AfriForum to appeal ruling gratuitous display of old SA flag amounts to hate speech
This comes after the court sitting at the South Gauteng High Court in August ruled the gratuitous display of the old flag would now amount to hate speech.
Judge Phineas Mojapelo of the Equality Court at the time added his ruling extended to public and private areas with the exception where the flag is displayed for “genuine artistic, academic or journalistic expression in the public interest”.
At its press conference on Tuesday, AfriForum is expected to also reveal organisations that will support it in its legal bid.
It will also address the ruling of the Supreme Court of Appeal in the Qwelane vs the South African Human Rights Commission (SAHRC) and others in which the court ruled that Section 10 of the Equality Act dealing with hate speech is unconstitutional.

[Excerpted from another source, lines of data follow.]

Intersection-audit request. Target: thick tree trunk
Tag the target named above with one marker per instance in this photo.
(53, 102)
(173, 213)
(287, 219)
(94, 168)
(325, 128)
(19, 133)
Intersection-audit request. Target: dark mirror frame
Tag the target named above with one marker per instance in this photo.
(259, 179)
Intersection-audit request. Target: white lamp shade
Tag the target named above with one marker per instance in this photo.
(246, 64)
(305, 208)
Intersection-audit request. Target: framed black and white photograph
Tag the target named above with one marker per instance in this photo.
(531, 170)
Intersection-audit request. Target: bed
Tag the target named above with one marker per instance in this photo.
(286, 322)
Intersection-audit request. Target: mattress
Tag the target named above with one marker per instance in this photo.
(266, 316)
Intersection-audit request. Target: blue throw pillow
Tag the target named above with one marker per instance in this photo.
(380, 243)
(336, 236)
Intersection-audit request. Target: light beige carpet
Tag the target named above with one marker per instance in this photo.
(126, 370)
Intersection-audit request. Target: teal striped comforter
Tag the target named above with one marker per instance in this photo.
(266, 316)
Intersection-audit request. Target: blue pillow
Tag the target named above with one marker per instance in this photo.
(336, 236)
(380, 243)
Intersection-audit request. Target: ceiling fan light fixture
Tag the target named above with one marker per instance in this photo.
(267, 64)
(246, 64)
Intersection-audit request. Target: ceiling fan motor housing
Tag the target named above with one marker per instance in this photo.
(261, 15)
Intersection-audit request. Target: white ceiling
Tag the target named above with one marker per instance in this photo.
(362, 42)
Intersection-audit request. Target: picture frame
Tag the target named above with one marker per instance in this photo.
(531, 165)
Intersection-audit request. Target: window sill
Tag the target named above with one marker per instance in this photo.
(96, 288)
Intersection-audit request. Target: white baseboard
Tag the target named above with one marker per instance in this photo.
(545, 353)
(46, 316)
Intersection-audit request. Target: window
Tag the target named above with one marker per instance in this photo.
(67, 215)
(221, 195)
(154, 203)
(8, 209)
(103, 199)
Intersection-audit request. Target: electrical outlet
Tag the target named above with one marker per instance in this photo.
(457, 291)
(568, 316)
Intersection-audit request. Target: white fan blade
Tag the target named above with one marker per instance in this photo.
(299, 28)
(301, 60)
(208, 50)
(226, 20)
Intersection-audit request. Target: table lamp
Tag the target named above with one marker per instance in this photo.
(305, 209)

“The civil rights organisation will also explain what effect this will have on AfriForum’s appeal case regarding the old South African flag,” it said in a statement.
Meanwhile, in September the South Gauteng High Court ruled that AfriForum head of policy Ernst Roets was not in contempt of court by posting flag pictures hours after the court declared its public display as constituting hate speech.
The Nelson Mandela Foundation (NMF) had approached the court on an urgent basis in a bid to have both AfriForum and Roets declared as being in contempt of court but the application was dismissed.
However, the NMF has indicated it will appeal the decision by the court to dismiss its application.